Shares of several Chinese brokerage firms climbed on Thursday after China International Capital Corp (CICC) revealed plans to acquire two competitors, sparking renewed expectations of consolidation across China’s $1.6 trillion securities industry. The state-owned investment bank announced it will absorb Dongxing Securities and Cinda Securities through share-swap deals designed to accelerate growth, enhance operational efficiency, and support ongoing financial market reforms.
Once completed, the merger will create China’s fourth-largest investment banking powerhouse with assets surpassing 1 trillion yuan (about $140 billion), placing it just behind industry leaders CITIC Securities, Guotai Haitong Securities, and Huatai Securities. The move aligns with Beijing’s long-term strategy to streamline the crowded brokerage landscape—currently home to roughly 150 firms—and cultivate globally competitive financial institutions capable of supporting the nation’s economic ambitions.

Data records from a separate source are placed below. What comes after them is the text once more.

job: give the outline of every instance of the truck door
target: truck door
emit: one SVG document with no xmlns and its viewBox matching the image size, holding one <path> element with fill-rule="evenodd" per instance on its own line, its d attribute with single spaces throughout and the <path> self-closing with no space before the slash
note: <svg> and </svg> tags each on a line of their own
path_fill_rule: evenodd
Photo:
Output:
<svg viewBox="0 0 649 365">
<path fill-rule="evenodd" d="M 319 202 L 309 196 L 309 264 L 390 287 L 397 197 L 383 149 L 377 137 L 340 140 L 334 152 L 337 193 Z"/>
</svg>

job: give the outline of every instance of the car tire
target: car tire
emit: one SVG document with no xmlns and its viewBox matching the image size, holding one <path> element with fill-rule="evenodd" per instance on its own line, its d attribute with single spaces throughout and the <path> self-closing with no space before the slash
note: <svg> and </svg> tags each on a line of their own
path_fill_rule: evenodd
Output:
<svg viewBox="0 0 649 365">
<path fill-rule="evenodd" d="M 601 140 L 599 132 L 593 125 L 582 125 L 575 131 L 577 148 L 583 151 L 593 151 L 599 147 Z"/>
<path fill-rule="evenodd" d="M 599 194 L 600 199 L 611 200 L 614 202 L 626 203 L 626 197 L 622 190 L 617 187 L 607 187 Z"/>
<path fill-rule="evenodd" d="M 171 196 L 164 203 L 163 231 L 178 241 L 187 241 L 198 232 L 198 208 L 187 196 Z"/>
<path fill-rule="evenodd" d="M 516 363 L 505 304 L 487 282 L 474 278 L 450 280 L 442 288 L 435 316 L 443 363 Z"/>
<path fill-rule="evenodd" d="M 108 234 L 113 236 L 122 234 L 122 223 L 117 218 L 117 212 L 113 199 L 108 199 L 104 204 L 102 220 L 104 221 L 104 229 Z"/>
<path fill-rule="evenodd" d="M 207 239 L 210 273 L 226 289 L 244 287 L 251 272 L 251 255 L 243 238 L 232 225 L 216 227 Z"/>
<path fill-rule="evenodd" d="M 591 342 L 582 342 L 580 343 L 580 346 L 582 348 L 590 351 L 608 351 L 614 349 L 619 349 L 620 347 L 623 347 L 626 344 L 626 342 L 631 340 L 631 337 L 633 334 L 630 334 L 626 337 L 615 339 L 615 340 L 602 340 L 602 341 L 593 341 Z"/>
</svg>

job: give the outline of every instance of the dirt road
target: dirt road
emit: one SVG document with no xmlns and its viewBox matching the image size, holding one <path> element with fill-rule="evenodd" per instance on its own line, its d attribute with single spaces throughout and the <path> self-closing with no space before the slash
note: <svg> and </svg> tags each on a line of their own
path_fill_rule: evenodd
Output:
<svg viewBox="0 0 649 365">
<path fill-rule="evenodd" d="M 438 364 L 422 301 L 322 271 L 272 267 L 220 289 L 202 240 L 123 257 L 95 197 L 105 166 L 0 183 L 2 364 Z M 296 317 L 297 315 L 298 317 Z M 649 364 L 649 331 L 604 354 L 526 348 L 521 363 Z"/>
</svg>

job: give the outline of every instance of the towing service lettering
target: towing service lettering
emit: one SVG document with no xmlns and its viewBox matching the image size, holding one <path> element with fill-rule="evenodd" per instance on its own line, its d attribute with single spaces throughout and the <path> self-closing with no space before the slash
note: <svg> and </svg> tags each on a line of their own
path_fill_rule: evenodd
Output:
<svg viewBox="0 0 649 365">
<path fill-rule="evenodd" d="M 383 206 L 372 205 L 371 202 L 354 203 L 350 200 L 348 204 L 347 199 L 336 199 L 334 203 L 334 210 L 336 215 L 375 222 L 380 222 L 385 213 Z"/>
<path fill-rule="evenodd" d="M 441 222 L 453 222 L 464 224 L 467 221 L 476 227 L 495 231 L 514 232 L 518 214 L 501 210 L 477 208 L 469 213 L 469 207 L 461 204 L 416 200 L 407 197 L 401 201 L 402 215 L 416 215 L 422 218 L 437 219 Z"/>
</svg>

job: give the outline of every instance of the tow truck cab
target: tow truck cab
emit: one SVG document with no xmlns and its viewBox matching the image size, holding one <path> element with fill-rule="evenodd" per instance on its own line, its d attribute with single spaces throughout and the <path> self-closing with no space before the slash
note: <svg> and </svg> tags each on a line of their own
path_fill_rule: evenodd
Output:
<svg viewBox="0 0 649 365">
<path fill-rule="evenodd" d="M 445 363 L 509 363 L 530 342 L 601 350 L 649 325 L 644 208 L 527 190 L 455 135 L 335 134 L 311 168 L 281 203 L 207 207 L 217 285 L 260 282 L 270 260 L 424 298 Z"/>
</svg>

Citi analysts noted that the acquisitions would help CICC “replenish capital” and improve its scale relative to major rivals, especially given Dongxing and Cinda’s strong capital positions and established retail operations. Trading for all three companies—CICC, Dongxing, and Cinda—was suspended following the announcement.
The broader market responded positively, with investors betting on additional mergers and market restructuring. Capital Securities in mainland China advanced 5%, while Hong Kong-listed Orient Securities added 4%. Shenwan Hongyuan Group also gained 2.5%, reflecting optimism that more brokerage tie-ups could follow.

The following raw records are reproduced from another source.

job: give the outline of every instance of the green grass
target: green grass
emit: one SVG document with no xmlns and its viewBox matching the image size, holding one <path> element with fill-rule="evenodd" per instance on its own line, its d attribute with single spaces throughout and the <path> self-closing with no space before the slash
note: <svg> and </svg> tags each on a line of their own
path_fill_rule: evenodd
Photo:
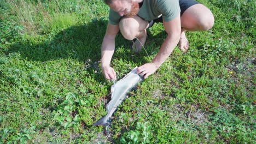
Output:
<svg viewBox="0 0 256 144">
<path fill-rule="evenodd" d="M 113 117 L 111 81 L 101 70 L 108 7 L 100 0 L 1 0 L 0 143 L 253 143 L 256 31 L 254 1 L 201 0 L 215 16 L 178 48 Z M 144 51 L 119 34 L 112 65 L 121 79 L 150 62 L 166 37 L 148 30 Z"/>
</svg>

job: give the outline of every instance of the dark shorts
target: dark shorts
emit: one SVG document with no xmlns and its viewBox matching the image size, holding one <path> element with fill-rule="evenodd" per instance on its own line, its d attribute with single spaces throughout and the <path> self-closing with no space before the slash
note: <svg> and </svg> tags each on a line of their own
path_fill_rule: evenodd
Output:
<svg viewBox="0 0 256 144">
<path fill-rule="evenodd" d="M 189 7 L 191 6 L 195 5 L 196 4 L 199 4 L 200 3 L 199 2 L 197 2 L 196 1 L 195 1 L 194 0 L 179 0 L 179 7 L 181 8 L 181 16 L 183 14 L 184 12 L 188 9 Z M 149 24 L 149 26 L 148 28 L 150 28 L 153 26 L 154 23 L 158 23 L 158 22 L 162 22 L 162 17 L 161 16 L 160 17 L 152 20 L 150 21 L 148 21 L 148 23 Z"/>
</svg>

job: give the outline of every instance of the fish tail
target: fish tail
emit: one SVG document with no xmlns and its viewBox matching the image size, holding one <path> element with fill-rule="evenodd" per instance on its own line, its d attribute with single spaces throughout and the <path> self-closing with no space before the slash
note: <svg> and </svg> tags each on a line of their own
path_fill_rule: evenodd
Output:
<svg viewBox="0 0 256 144">
<path fill-rule="evenodd" d="M 94 124 L 94 126 L 96 126 L 96 125 L 103 125 L 103 126 L 107 126 L 108 125 L 109 125 L 110 124 L 110 118 L 108 118 L 107 116 L 104 116 L 102 118 L 101 118 L 100 120 L 97 121 L 95 124 Z"/>
</svg>

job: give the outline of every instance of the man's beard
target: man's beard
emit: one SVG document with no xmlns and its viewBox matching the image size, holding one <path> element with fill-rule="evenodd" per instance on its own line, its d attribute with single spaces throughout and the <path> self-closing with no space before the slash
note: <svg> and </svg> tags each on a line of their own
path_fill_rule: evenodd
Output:
<svg viewBox="0 0 256 144">
<path fill-rule="evenodd" d="M 132 3 L 131 9 L 131 12 L 126 14 L 125 16 L 129 17 L 133 17 L 136 16 L 139 10 L 139 5 L 138 3 Z"/>
</svg>

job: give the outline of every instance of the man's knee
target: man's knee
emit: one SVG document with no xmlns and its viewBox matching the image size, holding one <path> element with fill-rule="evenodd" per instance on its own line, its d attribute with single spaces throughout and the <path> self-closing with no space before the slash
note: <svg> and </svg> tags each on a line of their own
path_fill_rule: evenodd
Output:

However, the full scope of CICC’s M&A ambitions remains uncertain. Earlier this year, Reuters reported that CICC had explored a potential merger with Galaxy Securities, signaling that more consolidation moves may be on the horizon as the government continues to push for stronger, more efficient financial institutions.
Overall, CICC’s latest acquisition plan underscores the accelerating transformation of China’s securities sector and highlights investor anticipation for further industry-wide restructuring.